For the Robinsons, comfort is less about square footage than having a handful of purposefully designed rooms that yield a living space molded to their personalities. “I wanted functional rooms,” says Jan, who gave her children, very young at the time of the home’s construction, a living room of their own upstairs in order to let the main floor living room serve its purpose.
Also vital to Jan’s approach was making use of the exceptional brow location. “I made as many rooms face the view as I could,” she says. Transomed windows and a glass door to the multilevel deck line the rear wall of the living room. The family or keeping room has the ambience of a sunroom with windows covering two walls and another glass door that exits to the deck. Accessible from the master bedroom, too, the deck includes a cozy stone fireplace for cool mountain nights.
For the Robinsons, comfort is less about square footage than having a handful of purposefully designed rooms that yield a living space molded to their personalities.
Completely open to the family room is a well-designed kitchen, “because everyone ends up in the kitchen anyway,” says Jan. With an understanding of the kitchen work triangle and the foresight to install commercial-grade stainless steel appliances, she took a hands-on approach to the kitchen’s design. Finished with a translucent wash of sage green, the custom oak cabinets have impeccable organization capacity and harmonize with gray-green granite countertops.

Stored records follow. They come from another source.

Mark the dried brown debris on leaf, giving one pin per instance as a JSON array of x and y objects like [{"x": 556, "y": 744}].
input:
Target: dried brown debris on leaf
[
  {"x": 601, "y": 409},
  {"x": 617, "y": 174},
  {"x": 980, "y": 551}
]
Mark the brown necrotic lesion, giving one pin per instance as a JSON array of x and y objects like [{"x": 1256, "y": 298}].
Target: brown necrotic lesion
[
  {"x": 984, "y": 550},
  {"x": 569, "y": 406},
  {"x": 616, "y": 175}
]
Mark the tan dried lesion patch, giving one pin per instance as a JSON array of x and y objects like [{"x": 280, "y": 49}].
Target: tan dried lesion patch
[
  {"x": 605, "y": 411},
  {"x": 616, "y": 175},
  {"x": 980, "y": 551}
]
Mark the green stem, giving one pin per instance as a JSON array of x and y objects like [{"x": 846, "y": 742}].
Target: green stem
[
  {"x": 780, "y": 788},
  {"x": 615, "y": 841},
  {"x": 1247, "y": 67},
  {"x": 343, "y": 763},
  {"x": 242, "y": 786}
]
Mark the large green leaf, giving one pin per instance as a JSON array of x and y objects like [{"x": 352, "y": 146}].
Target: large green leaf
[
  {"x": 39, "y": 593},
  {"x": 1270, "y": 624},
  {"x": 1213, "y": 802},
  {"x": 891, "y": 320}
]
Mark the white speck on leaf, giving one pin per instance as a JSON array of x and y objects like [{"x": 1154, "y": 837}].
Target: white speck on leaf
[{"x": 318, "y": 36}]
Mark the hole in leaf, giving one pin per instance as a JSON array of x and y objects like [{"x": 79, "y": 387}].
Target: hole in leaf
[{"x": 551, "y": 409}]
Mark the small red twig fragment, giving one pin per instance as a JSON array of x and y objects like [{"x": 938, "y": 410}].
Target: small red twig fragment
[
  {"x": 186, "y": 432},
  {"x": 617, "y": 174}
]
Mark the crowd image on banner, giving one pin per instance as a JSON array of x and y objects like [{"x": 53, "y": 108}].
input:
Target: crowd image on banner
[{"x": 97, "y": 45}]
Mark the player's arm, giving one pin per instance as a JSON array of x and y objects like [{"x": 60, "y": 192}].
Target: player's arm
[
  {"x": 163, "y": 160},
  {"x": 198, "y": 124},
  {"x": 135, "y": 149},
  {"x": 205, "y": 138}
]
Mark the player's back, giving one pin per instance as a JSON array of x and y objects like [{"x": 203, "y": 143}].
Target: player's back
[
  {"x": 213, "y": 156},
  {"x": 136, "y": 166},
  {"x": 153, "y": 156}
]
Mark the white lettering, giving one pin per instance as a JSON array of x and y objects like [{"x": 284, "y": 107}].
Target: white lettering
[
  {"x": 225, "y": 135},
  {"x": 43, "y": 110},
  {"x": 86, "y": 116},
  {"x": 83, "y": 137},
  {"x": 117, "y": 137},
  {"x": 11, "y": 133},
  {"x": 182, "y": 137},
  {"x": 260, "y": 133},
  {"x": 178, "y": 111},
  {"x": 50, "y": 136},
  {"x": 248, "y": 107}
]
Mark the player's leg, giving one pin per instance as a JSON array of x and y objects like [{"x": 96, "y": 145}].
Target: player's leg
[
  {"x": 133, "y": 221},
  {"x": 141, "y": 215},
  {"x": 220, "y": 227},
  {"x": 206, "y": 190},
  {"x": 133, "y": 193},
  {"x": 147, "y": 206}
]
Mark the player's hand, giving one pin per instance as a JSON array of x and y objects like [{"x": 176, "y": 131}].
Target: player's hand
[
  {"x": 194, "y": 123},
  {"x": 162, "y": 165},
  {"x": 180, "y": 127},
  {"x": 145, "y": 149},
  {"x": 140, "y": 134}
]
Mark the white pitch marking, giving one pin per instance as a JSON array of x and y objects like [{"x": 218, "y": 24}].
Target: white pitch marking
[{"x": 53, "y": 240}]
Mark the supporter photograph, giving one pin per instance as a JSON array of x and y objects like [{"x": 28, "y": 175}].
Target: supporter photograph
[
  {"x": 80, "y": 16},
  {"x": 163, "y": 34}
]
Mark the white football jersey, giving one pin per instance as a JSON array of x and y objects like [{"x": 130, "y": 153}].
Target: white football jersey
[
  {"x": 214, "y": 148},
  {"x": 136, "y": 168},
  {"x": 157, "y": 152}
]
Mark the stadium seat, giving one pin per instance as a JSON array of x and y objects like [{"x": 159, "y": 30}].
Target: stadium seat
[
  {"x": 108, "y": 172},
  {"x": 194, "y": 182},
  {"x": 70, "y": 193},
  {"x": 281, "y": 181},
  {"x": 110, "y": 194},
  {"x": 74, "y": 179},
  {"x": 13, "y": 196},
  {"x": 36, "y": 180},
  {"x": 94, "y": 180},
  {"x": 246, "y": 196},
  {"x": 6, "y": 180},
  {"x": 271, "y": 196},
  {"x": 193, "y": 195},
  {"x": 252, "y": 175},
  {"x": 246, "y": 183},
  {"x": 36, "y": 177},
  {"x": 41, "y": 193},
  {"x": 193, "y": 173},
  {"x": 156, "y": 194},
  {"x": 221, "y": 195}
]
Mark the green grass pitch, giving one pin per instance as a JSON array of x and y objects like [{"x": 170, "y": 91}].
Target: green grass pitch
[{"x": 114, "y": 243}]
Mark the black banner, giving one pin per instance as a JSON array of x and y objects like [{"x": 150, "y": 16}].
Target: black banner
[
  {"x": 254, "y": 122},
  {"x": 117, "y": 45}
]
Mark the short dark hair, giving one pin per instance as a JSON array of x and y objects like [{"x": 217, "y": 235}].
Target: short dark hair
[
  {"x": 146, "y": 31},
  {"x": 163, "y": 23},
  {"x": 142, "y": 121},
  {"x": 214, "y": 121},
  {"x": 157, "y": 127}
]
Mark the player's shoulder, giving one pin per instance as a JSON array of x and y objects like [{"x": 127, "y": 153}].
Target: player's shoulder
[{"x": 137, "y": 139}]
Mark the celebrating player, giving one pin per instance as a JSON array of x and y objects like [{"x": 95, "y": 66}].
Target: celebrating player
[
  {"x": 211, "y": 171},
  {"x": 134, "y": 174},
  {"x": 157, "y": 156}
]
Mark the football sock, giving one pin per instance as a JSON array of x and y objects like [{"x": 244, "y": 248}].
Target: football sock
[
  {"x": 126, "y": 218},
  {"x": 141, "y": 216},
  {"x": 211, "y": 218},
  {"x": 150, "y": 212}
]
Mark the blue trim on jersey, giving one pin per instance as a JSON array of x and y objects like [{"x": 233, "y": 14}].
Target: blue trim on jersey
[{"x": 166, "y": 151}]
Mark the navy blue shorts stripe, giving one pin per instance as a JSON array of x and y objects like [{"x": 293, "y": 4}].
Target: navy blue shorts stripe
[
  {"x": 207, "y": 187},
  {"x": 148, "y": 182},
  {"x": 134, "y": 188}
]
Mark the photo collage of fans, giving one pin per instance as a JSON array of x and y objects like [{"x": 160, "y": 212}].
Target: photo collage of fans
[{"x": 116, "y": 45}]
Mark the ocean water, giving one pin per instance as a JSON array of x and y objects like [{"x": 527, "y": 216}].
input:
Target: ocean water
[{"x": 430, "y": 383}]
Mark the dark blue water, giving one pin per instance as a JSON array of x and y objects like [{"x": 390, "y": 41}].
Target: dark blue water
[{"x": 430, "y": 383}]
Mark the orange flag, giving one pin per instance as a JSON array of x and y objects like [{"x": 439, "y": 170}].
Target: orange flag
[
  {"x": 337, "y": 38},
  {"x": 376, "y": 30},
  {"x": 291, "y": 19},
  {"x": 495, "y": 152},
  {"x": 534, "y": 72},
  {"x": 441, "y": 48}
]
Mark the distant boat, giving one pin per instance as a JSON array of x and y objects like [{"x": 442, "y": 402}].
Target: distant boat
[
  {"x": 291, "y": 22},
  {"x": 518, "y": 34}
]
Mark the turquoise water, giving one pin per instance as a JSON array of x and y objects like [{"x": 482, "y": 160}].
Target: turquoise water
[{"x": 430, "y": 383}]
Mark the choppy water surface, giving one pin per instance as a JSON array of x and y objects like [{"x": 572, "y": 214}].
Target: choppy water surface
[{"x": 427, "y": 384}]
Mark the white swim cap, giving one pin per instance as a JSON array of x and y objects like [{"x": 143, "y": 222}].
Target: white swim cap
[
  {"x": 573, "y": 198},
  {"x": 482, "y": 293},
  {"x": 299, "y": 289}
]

Each material Jan selected contributes to the home’s precise, visual impact. An unexpected choice for interior flooring, crab orchard stone lends its pale fawn hues to the living and dining rooms. Painstakingly arranged and twice rearranged, the stone is now a low-maintenance floor that even weathers the regular patter of the Robinsons’ giant schnauzer. Solid slabs of the same stone form a unique vanity with a hammered metal basin in the guest bath. On the living and dining room walls and the family room’s vaulted ceilings, pine paneling mimics the neutral tones of the stone and gives a limit to the airy expanse of the rooms.
Completely open to the family room is a well-designed kitchen, “because everyone ends up in the kitchen anyway,” says Jan.
Standing out in contrast to the light color scheme is a steel fireplace and chimney, sanded by Jan herself to a matte gray finish and extending unadorned to the 16-foot height of the living room. In the foyer and family room, floors are dark slate set inside the squares of a grid of oak planks.
Touches of much older furnishings blend with the new materials. In several rooms are antique chandeliers reconstructed by an Atlanta dealer, and Jan has antiqued several surfaces herself, such as a vintage mirror that spans the back of a centrally located wet bar.
Everywhere, the couple’s affinity for art is evident. Paintings by Mary B. Lynch and sculptures from local artists are highlights of the space as well as pieces picked up on travels, like a sizeable horse head painting by Ashley Collins and others acquired in Salt Lake City. Nashville artist John Weldon created the framed montage of driftwood gracing the family room chimney, and Jan’s own paintings of her children are displayed in the dining room. “I have loved this house,” says Jan. “It’s been fun to just add things and take things away.” In doing so, she has steadied the scale with a generous measure of personal expression balanced with a mass of good taste.